Type Systems

The content of this chapter is available as a Scala file here.

Type Systems

The aim of type systems is to prevent certain classes of errors to occur at runtime. Examples of such errors include the addition of a number to a function, or the usage of a free variable. There can be many different type systems for the same programming language. A sound type systems guarantees that the errors that the type system aims to prevent will not occur in any run of the program. This is different from testing, in which only a single program run on some particular input data is considered.

Since - by Rice's theorem - all interesting properties of the runtime behavior of a program (in a Turing complete language) are undecidable, type systems are necessarily imperfect. But they are usually designed in such a way that the errors are directed:

Each type system unfairly rejects some programs that could be executed without runtime errors. But programs that are accepted by the type system will never produce one of the precluded runtime errors. The latter property is usually called soundness, the former property completeness. Hence we can say that most type systems are sound but not complete. One also often says that type systems are conservative. A conservative approximation of the behavior of a program is one that considers all possible program runs but also some impossible program runs - an overapproximation.

Well-typedness is usually a context-sensitive property, hence it cannot be expressed in the (context-free) grammar of the language but is defined as an additional filter which rules out some syntactically correct programs. Let's look at a small toy language to illustrate type systems:

enum Exp:
  case Num(n: Int)
  case Add(lhs: Exp, rhs: Exp)
  case Bool(x: Boolean)
  case If(cond: Exp, thn: Exp, els: Exp)

object Exp:
  implicit def num2exp(n: Int): Exp = Num(n)
  implicit def bool2exp(x: Boolean): Exp = Bool(x)

import Exp._

def eval(e: Exp): Exp = e match {
  case Add(l, r) => (eval(l), eval(r)) match {
    case (Num(x), Num(y)) => Num(x + y)
    case _ => sys.error("can only add numbers")
   }
  case If(cond, thn, els) => eval(cond) match {
      case Bool(true) => eval(thn)
      case Bool(false) => eval(els)
      case _ => sys.error("Condition must be boolean")
    }
  case _ => e
}

In this language, we can see that two different types of runtime errors can occur: An addition where one of the operands is not a number, or an if-expression where the condition does not evaluate to a boolean.

Here are a few syntactically correct programs. Only the first three execute correctly. The other ones yield runtime errors.

val ex1 = Add(3, 5)
val ex2 = If(true, 7, 5)
val ex2b = If(true, 7, true)
val ex3 = If(Add(3, 4), 7, true)
val ex4 = Add(true, 3)

Let's now design a type system for this language. Most type systems entail a classification of the values into different types. In this type system, we choose to define two types, one called BoolType and one called IntType.

enum Type:
  case BoolType()
  case IntType()
import Type._

A type checker is a compositional assignment of types (or type errors) to expressions. Compositionality means that the type of a composite expression is computed from the type of its subexpressions. Compositionality is quite important for reasoning about types.

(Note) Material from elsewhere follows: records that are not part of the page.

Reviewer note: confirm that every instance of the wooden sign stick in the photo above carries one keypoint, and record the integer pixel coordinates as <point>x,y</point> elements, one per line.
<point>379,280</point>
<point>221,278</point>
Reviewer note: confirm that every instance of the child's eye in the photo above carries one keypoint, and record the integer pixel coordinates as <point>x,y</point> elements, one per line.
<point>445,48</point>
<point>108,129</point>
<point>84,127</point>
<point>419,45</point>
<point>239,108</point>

In this case, the type checker is a rather straightforward structural recursion (= compositionality) over expressions.

def typeCheck(e: Exp): Type = e match {
  case Num(n) => IntType()
  case Bool(x) => BoolType()
  case Add(a, b) => (typeCheck(a), typeCheck(b)) match {
    case (IntType(), IntType()) => IntType()
    case _ => sys.error("Type Error in addition")
  }
  case If(c, t, e) => (typeCheck(c), typeCheck(t), typeCheck(e)) match {
    case (BoolType(), t1, t2) => if (t1 == t2) t1 else sys.error("Type error in if")
    case _ => sys.error("Type error in If")
  }
}

Type Soundness

If we typecheck the examples from above with the algorithm, we can see that it rejects all programs that lead to runtime errors, and it also (unfairly) rejects one program that can be executed without error. Hence the type system is conservative, as expected. We can now say more precisely what we mean by soundness of the type checker, namely that it correctly predicts the kind of value that the interpreter will produce:

If e is an expression and typeCheck(e) yields a type t, then eval(e) yields a value v such that typeCheck(v) == t.

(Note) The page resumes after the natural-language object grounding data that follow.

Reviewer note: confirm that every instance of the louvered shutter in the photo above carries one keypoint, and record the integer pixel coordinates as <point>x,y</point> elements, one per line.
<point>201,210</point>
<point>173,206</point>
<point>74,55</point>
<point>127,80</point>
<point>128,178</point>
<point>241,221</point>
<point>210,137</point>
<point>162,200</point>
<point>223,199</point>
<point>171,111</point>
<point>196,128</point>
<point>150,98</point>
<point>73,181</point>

This statement of type soundness has to be changed a bit when we have a programming language with non-terminating programs. Then it will have the following form:

If e is an expression and typeCheck(e) yields a type t, then eval(e) either diverges, or it yields a value v such that typeCheck(v) == t, but it does not terminate with a runtime error.

In the most general case, we also have runtime errors that are not captured by the type system. In this case we have to restrict the last part of the sentence to those runtime errors that are captured by the type system.